К счастью, лежавшая передо мной страница не была исчиркана правками, а без них почерк у отца был предельно разборчив. Когда я дочитал, он кивнул, и я бросился во двор, радуясь, что удалось избежать выговора за столь дерзновенный порыв. С тех пор я все пытаюсь отыскать причину такой снисходительности и полагаю, что в представлении отца я, сам того не зная, заслужил некоторую свободу в отношении его письменного стола. Не прошло и месяца, а может, и недели, как я прочел отцу всю корректуру его перевода «Тружеников моря» Виктора Гюго. Отец остался доволен. Это, вероятно, был мой первый шаг на пути к признанию, а также первое знакомство с темой моря в литературе.

Если я и не помню, когда и при каких обстоятельствах научился читать, то забыть, как меня учили искусству декламации, я смогу едва ли. Сам великолепный чтец, папа был чрезвычайно требовательным наставником. Не без гордости могу заключить, что ту страницу из «Двух веронцев» я, видимо, прочел довольно сносно, хотя мне и было всего восемь лет. В следующий раз я встретил тех «Веронцев» в пятипенсовом однотомнике драматических произведений Уильяма Шекспира. Я читал его урывками в Фалмуте под шумный аккомпанемент колотушек, которыми конопатчики в сухом доке загоняли пеньку в палубные швы. Судно дало течь и еле дошло до порта, а команда после месяца изнурительной борьбы со штормами в Северной Атлантике отказывалась выходить на вахту. Книги неразрывно связаны с нашей жизнью, и Шекспир у меня ассоциируется с первым годом семейного траура, последним годом, который я провел вместе с отцом в изгнании – он отправил меня к дяде в Польшу, как только смог собраться с духом и отпустить меня, – а еще с годом тяжелых штормов, годом, когда я едва не погиб в море: сперва от воды, потом от огня.

Это все я помню, а вот что я читал накануне первого дня моей писательской жизни, забыл. Я лишь смутно догадываюсь, что это мог быть один из политических романов Троллопа. И еще я помню, каким был тот день. То был осенний день с перламутровым полупрозрачным воздухом, просвечивающий через вуаль тумана пятнами солнечного света и красными отблесками с окон и крыш. Деревья же на площади, совершенно нагие, были будто нарисованы тушью на листе папиросной бумаги. Это был один из тех лондонских дней, что полны таинственного очарования и пленительной мягкости. Из-за близости реки Бессборо Гарденс часто можно было наблюдать этот эффект перламутровой дымки.
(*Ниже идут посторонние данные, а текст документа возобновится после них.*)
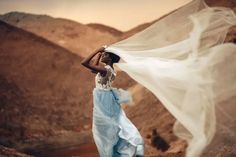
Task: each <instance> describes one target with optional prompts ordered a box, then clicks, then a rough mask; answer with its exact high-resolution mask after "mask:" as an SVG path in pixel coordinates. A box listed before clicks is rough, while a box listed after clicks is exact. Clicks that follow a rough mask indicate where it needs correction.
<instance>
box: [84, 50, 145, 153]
mask: <svg viewBox="0 0 236 157" xmlns="http://www.w3.org/2000/svg"><path fill="white" fill-rule="evenodd" d="M104 50H105V47H102V48H99V49H98V50H96V51H95V52H94V53H92V54H91V55H89V56H88V57H87V58H85V59H84V60H83V61H82V62H81V64H82V65H84V66H85V67H87V68H88V69H91V70H92V72H93V73H96V74H97V75H96V77H95V82H96V87H95V88H94V89H93V104H94V107H93V125H92V132H93V138H94V141H95V144H96V146H97V148H98V152H99V155H100V156H101V157H124V156H127V157H138V156H139V157H141V156H143V155H144V142H143V139H142V137H141V135H140V133H139V131H138V129H137V128H136V127H135V126H134V125H133V124H132V122H131V121H130V120H129V119H128V118H127V117H126V115H125V113H124V111H123V110H122V108H121V104H122V103H131V102H132V98H131V95H130V93H129V92H128V91H124V90H122V89H116V88H114V87H112V82H113V81H114V79H115V77H116V72H115V71H114V69H113V64H114V63H117V62H118V61H119V60H120V57H119V56H117V55H115V54H113V53H108V52H104ZM97 54H98V57H97V60H96V62H95V63H96V64H91V63H90V61H91V59H92V58H93V57H94V56H95V55H97ZM100 58H101V62H102V63H104V66H99V61H100Z"/></svg>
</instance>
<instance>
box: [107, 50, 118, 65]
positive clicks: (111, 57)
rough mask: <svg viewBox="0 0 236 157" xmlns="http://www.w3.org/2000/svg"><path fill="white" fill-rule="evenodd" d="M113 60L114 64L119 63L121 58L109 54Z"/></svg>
mask: <svg viewBox="0 0 236 157" xmlns="http://www.w3.org/2000/svg"><path fill="white" fill-rule="evenodd" d="M107 53H108V54H109V56H110V58H111V60H112V63H118V62H119V60H120V57H119V56H118V55H116V54H114V53H111V52H107Z"/></svg>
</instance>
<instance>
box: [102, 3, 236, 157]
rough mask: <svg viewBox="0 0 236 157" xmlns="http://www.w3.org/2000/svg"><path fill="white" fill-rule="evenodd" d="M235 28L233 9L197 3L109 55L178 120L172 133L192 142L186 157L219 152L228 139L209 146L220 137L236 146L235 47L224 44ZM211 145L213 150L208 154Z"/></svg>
mask: <svg viewBox="0 0 236 157" xmlns="http://www.w3.org/2000/svg"><path fill="white" fill-rule="evenodd" d="M234 25H236V15H235V14H234V12H233V11H232V10H231V9H229V8H224V7H208V6H207V5H206V3H205V2H204V1H203V0H194V1H192V2H190V3H189V4H187V5H185V6H184V7H182V8H180V9H178V10H177V11H175V12H174V13H172V14H170V15H168V16H167V17H165V18H163V19H161V20H159V21H157V22H156V23H154V24H152V25H151V26H149V27H148V28H146V29H145V30H143V31H141V32H139V33H137V34H135V35H133V36H131V37H129V38H127V39H125V40H122V41H120V42H117V43H114V44H112V45H110V46H108V47H107V48H106V49H105V51H107V52H112V53H115V54H117V55H119V56H120V57H121V60H120V62H119V63H115V64H114V66H115V68H118V69H120V70H122V71H124V72H126V73H127V74H128V75H129V76H130V77H131V78H133V79H134V80H136V81H137V82H139V83H140V84H142V85H143V86H144V87H146V88H147V89H149V90H150V91H151V92H152V93H153V94H154V95H155V96H156V97H157V98H158V99H159V100H160V101H161V102H162V103H163V105H164V106H165V107H166V108H167V109H168V110H169V112H170V113H171V114H172V115H173V116H174V117H175V118H176V123H175V125H174V128H173V129H174V133H175V134H176V135H177V136H178V137H180V138H182V139H184V140H186V141H187V142H188V147H187V151H186V156H187V157H199V156H201V154H202V153H203V152H204V150H205V151H206V153H207V151H208V152H209V151H211V150H212V148H214V146H215V148H217V146H219V145H220V143H222V142H224V138H219V137H217V138H219V139H218V140H216V141H214V143H211V142H212V140H213V138H214V137H215V135H216V134H217V135H222V134H224V135H225V136H222V137H228V136H229V135H230V139H231V142H232V143H233V142H234V143H236V135H235V133H236V129H235V128H236V127H235V126H236V118H235V113H234V112H232V110H235V109H236V107H235V102H234V103H233V101H231V100H232V98H233V96H235V95H236V62H235V60H236V45H235V44H233V43H223V42H224V39H225V36H226V34H227V32H228V30H229V28H230V27H231V26H234ZM222 102H224V103H222ZM225 106H227V107H225ZM218 116H220V118H219V119H218V118H216V117H218ZM219 126H220V127H219ZM222 127H223V128H225V129H222ZM225 130H227V131H225ZM229 133H230V134H229ZM227 135H228V136H227ZM209 144H211V146H212V144H214V146H212V147H209V148H208V149H205V148H206V147H207V146H208V145H209Z"/></svg>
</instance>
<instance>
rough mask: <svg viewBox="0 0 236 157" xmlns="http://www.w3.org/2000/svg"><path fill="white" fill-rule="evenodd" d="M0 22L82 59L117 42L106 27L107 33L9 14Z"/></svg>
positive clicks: (29, 15)
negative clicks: (61, 46) (55, 46)
mask: <svg viewBox="0 0 236 157" xmlns="http://www.w3.org/2000/svg"><path fill="white" fill-rule="evenodd" d="M0 20H2V21H5V22H7V23H9V24H11V25H13V26H16V27H19V28H22V29H24V30H26V31H29V32H32V33H34V34H36V35H38V36H40V37H43V38H45V39H47V40H49V41H51V42H53V43H55V44H57V45H60V46H62V47H64V48H66V49H68V50H70V51H71V52H73V53H75V54H78V55H80V56H82V57H85V56H86V55H88V54H89V53H91V51H93V50H94V49H96V48H98V47H100V46H102V45H105V44H110V43H113V42H115V41H117V37H116V36H115V35H114V34H113V33H114V30H115V29H113V28H109V29H108V27H106V30H107V31H104V30H101V25H100V26H99V28H97V27H98V26H96V28H94V26H87V25H84V24H81V23H78V22H75V21H71V20H67V19H62V18H53V17H50V16H47V15H35V14H28V13H21V12H10V13H7V14H4V15H1V16H0ZM104 28H105V27H104ZM111 32H113V33H111ZM117 32H118V31H117Z"/></svg>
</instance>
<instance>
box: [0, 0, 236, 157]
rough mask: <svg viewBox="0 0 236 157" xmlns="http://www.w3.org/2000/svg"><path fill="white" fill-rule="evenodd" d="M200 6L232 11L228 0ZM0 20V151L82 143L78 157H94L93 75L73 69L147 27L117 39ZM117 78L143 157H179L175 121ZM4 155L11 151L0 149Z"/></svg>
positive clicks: (130, 32)
mask: <svg viewBox="0 0 236 157" xmlns="http://www.w3.org/2000/svg"><path fill="white" fill-rule="evenodd" d="M207 2H208V3H209V4H210V5H225V6H229V7H231V8H235V1H234V0H228V1H226V0H224V1H223V0H217V1H213V0H208V1H207ZM0 19H2V20H4V21H6V22H7V23H8V24H7V23H5V22H0V65H1V68H0V87H1V88H0V112H1V114H0V145H4V146H7V147H12V148H15V149H16V151H21V152H25V153H35V152H37V151H39V150H45V149H46V150H48V149H61V148H64V147H66V146H74V145H79V144H88V145H85V146H84V145H83V146H80V152H79V153H77V155H78V154H79V155H81V156H82V157H87V156H88V155H91V154H92V156H97V152H96V149H95V145H94V143H93V140H92V136H91V117H92V99H91V98H92V92H91V91H92V89H93V87H94V76H95V75H94V74H92V73H90V71H88V70H87V69H85V68H84V67H82V66H81V65H80V62H81V60H82V57H83V56H87V54H88V53H90V52H91V51H92V50H93V49H95V48H97V47H98V46H100V45H103V44H108V43H112V42H115V41H118V40H121V39H123V38H126V37H128V36H131V35H132V34H135V33H137V32H138V31H141V30H143V29H145V28H146V27H148V26H149V25H150V24H151V23H153V22H151V23H146V24H143V25H140V26H138V27H136V28H134V29H132V30H130V31H128V32H123V33H122V32H120V31H118V30H116V29H113V28H110V27H107V26H104V25H100V24H89V25H83V24H80V23H77V22H74V21H70V20H66V19H59V18H52V17H50V16H46V15H32V14H25V13H19V12H12V13H9V14H5V15H2V16H0ZM154 22H155V21H154ZM9 23H10V24H9ZM13 25H14V26H13ZM15 26H17V27H15ZM235 32H236V30H235V28H231V31H230V33H229V34H228V36H227V39H226V40H227V42H228V41H230V42H235V39H236V33H235ZM87 45H89V46H87ZM81 56H82V57H81ZM118 78H119V79H116V80H115V82H114V84H113V85H114V86H116V87H121V88H124V89H127V88H129V90H131V91H132V93H133V96H134V101H135V104H136V105H135V106H133V107H129V106H125V105H124V109H125V111H126V113H127V116H128V117H129V118H130V119H131V121H132V122H134V124H135V125H136V126H137V127H138V129H139V130H140V132H141V134H142V136H143V137H144V140H145V151H146V155H150V156H161V157H170V156H173V157H177V156H184V150H185V147H186V144H185V142H183V141H181V140H179V139H177V138H176V137H175V136H174V135H173V133H172V126H173V123H174V121H175V119H174V118H173V117H172V116H171V115H170V114H169V113H168V111H167V110H166V109H165V108H164V107H163V106H162V104H161V103H160V102H159V100H158V99H157V98H156V97H155V96H154V95H153V94H152V93H151V92H150V91H148V90H147V89H145V88H144V87H142V86H141V85H139V84H137V83H136V82H135V81H134V80H131V78H130V77H129V76H127V75H126V74H125V73H123V72H118ZM153 130H156V131H157V133H158V134H159V135H160V137H161V138H163V139H164V140H165V141H166V142H167V143H168V144H169V146H170V147H169V149H168V150H165V151H163V152H162V151H161V150H160V149H156V148H155V147H156V145H153V144H151V141H152V140H155V139H156V138H157V136H154V135H153ZM81 149H82V150H84V152H83V151H81ZM85 150H86V152H85ZM3 151H5V152H6V151H9V152H11V151H12V150H8V149H7V148H5V147H4V148H3V147H0V152H3ZM13 151H15V150H13ZM49 151H50V152H53V151H51V150H49ZM225 151H228V150H225ZM231 151H234V150H233V149H231ZM55 152H60V151H59V150H56V151H55ZM222 152H223V153H222ZM88 153H90V154H88ZM221 153H222V154H224V150H222V151H221ZM5 154H7V153H5ZM60 154H63V153H60ZM60 154H57V155H56V156H57V157H59V155H60ZM66 154H69V153H68V152H67V153H66ZM94 154H96V155H94ZM6 156H7V155H6ZM43 156H44V157H45V156H46V155H43ZM63 157H65V156H63Z"/></svg>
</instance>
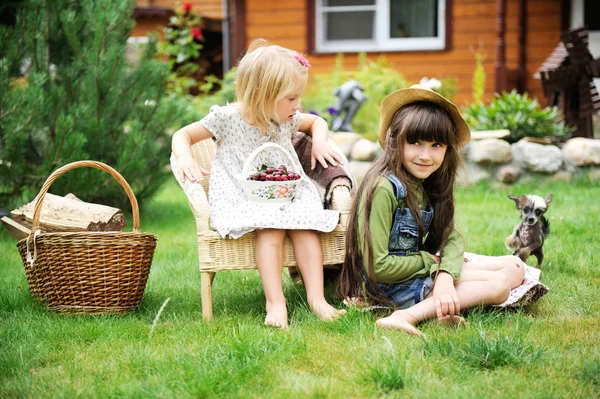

Но почему я запомнил его именно в тот день? Потому разве только, что я долго стоял, глядя в окно, когда хозяйская дочь уже унесла поднос грязных чашек и блюдец. Я слышал, как она поставила его в коридоре и закрыла, наконец, дверь; а я все курил и не оборачивался. Совершенно очевидно, что я ничуть не торопился решительно шагнуть навстречу писательству, если вообще эту первую попытку можно назвать решительным шагом. Все мое существо было глубоко погружено в праздность моряка на берегу, вдали от нескончаемых трудов и непрекращающейся вахты. В умении полностью отдаться праздности никто не сможет соперничать с моряком на суше, когда на него находит состояние абсолютной, испитой до дна безответственности. Тогда я вообще ни о чем не думал, впрочем, спустя столько лет это воспоминание вполне может оказаться ложным. Одно я помню наверняка: у меня и в мыслях не было писать книгу, но возможно и даже весьма вероятно, что я размышлял о ее герое.

Впервые я увидел Олмейера года за четыре до этого, с мостика парохода, пришвартованного к шаткому причалу примерно в сорока милях вверх по течению одной из рек на Борнео. Рассвет едва забрезжил, и в воздухе стояла легкая пелена – перламутровая дымка, такая же как в Бессборо Гарденс, – только без огненных всполохов на крышах и печных трубах от красного лондонского солнца, – которая обещала перерасти в густой туман. В пределах видимости вся река замерла, двигалась только маленькая долбленая лодка. Я вышел, позевывая, из каюты. Серанг [8] и его матросы перебирали грузовые цепи и проверяли лебедки на нижней палубе; их голоса звучали приглушенно, движения казались заторможенными. Тропический рассвет выдался зябким. Старшина малаец, который поднялся на мостик взять что-то из рундука, поеживался от холода. Джунгли вверх и вниз по течению, как и на том берегу, почернели от сырости; c оснастки туго натянутого палубного тента сочилась влага. И вот тогда, судорожно зевая, я заприметил Олмейера. Он шел по выжженной траве, размытая фигура на фоне размытого пятна дома – невысокой хижины из бамбука, циновок и пальмовых листьев под крутой соломенной крышей.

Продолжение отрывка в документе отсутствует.